Lysander lay back on his bed of rushes, waiting for the terror of the dream to seep from his veins.

Wind buffeted the barracks, howling along the walls. Summer was long gone and chill air fell heavily from the mountains. The timbers creaked ominously and
somewhere a hatch banged. Lysander pulled his cloak more tightly around his shoulders and brought his hand up to rest on the pendant that hung from his neck. The Fire of Ares.

Lysander turned over in his bed, trying to get comfortable. Since the early summer, his life had been transformed. Without the family pendant – the red stone mounted in bronze – Lysander would never have learnt the truth. He would not have discovered that his grandfather, Sarpedon, was one of the most powerful men in Sparta; that his father was not a Helot of the fields, but a Spartan warrior, killed before he was even born.

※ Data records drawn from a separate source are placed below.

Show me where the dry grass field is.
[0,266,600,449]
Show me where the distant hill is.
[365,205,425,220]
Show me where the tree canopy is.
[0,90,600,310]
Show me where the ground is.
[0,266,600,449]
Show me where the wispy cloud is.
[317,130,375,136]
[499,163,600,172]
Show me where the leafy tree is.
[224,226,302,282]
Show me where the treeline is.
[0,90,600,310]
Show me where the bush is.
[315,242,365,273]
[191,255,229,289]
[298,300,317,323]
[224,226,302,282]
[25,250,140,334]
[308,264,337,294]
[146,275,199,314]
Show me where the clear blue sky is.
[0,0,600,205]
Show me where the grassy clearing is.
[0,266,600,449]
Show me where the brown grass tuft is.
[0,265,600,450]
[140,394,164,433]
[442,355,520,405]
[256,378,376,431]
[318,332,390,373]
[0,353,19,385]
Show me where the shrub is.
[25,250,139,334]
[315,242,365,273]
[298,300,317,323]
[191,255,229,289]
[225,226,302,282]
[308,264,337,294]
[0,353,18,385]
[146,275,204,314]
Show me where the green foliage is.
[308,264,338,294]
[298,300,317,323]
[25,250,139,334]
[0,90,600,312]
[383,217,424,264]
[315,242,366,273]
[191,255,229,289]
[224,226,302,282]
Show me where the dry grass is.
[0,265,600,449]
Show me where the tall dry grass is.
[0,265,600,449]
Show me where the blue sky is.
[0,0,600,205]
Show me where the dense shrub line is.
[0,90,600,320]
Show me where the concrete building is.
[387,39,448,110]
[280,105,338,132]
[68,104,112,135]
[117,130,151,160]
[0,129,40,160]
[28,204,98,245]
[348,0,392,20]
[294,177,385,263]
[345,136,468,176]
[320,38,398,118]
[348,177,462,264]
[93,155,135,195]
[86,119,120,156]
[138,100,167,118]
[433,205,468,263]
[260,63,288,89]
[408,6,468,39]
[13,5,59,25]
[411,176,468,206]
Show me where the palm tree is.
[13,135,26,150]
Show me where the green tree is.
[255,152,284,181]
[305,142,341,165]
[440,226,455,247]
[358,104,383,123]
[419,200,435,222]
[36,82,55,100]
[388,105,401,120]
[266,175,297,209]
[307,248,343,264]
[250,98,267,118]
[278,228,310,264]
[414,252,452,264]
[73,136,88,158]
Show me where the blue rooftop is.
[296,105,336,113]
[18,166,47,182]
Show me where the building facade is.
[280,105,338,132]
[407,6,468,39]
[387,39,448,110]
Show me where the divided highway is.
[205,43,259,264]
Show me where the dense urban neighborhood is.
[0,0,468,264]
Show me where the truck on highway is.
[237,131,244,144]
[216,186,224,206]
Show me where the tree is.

For thirteen years his life had been a lie. But his mother had shared the truth with him in the end.

His new existence wasn't without danger. Lysander would forever be known as the half-breed ‘mothax' who had stood in the way of rebellion and humiliated the Spartans. He had saved his grandfather from the hands of murderous Helots. Lysander had been victorious at the annual Festival Games. But at what cost? His nightmare told him how easily his victory could have turned to defeat.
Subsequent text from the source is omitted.